My desk was on the second floor. On the floor below was the archivo where SIDE’s files were stored. I decided to look in on my way out. I was already in the habit of going in there. For each old comrade I interviewed, I added to his file a detailed record of who he was and what crimes he had committed. I didn’t think I would be risking very much by looking in some other, unrelated files. The only question was how this was to be achieved.

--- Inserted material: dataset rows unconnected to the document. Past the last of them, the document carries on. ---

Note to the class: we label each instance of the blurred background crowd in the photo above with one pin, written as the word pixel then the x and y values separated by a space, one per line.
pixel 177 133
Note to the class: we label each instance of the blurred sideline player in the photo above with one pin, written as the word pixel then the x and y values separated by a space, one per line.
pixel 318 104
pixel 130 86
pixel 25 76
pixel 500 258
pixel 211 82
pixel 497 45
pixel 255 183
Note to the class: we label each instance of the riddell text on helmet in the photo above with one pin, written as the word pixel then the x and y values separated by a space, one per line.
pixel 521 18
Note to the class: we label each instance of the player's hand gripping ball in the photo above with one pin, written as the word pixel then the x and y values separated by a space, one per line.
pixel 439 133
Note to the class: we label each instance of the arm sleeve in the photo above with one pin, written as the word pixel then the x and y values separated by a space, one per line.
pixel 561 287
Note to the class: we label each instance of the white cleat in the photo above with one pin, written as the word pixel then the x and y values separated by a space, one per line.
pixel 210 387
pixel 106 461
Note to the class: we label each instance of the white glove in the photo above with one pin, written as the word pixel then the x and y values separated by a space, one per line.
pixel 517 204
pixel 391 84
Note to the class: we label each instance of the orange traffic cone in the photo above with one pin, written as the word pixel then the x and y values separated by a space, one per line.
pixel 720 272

In Berlin, all known and suspected enemies of the Third Reich had been registered in the A Index, located in Gestapo headquarters on Prinz Albrechtstrasse. The A Index, also known as “the Office Index,” was the most modern criminal records system in the world. Or so Heydrich had once told me. The index comprised half a million cards on people the Gestapo considered to be worthy of attention. It was set on a huge, horizontally mounted, circular card carousel with an electric motor and a dedicated operator who could locate any one of those half a million cards in less than a minute. Heydrich, a firm believer in the old axiom that knowledge is power, called it his “wheel of fortune.” More than anyone, it was Heydrich who helped to revolutionize the old Prussian political police and made the SD one of the largest employers in Germany. By 1935, more than six hundred officials worked in the Gestapo’s Berlin records division alone.
Nothing so sophisticated or large existed in Buenos Aires, although the system worked well enough at the Casa Rosada. A staff of twenty worked around the clock in five shifts of four. Files were kept on opposition politicians, trade-union officials, Communists, left-wing intellectuals, members of parliament, disaffected army officers, homosexuals, and religious leaders. These files were stored in mobile shelving that was operated by a system of locking handwheels and referenced according to name and subject by a series of leather-bound ledgers called los libros marrones. Access to the files was controlled via a simple signature system, unless the file was deemed sensitive, in which case the entry in the libros marrones was written up in red.
The senior officer on duty in the archivo was known as the OR-the oficial registro-and he was supposed to supervise and authorize the acquisition and use of all written material. I knew at least two of these ORs reasonably well. To them I had confessed my former trade as a Berlin policeman and, in an effort to ingratiate myself, I had even regaled them with descriptions of the apparent omniscience of the Gestapo filing system. Most of what I told them, however, was based on the few months I had spent in KRIPO’s records division following my exit from Homicide, but sometimes I just made it up. Not that the ORs knew the difference. One of them, whom I knew only as Marcello, was keen to use the Gestapo filing system as a model for updating its SIDE counterpart, and I had promised to help him write a detailed memo for submission to the head of SIDE, Rodolfo Freude.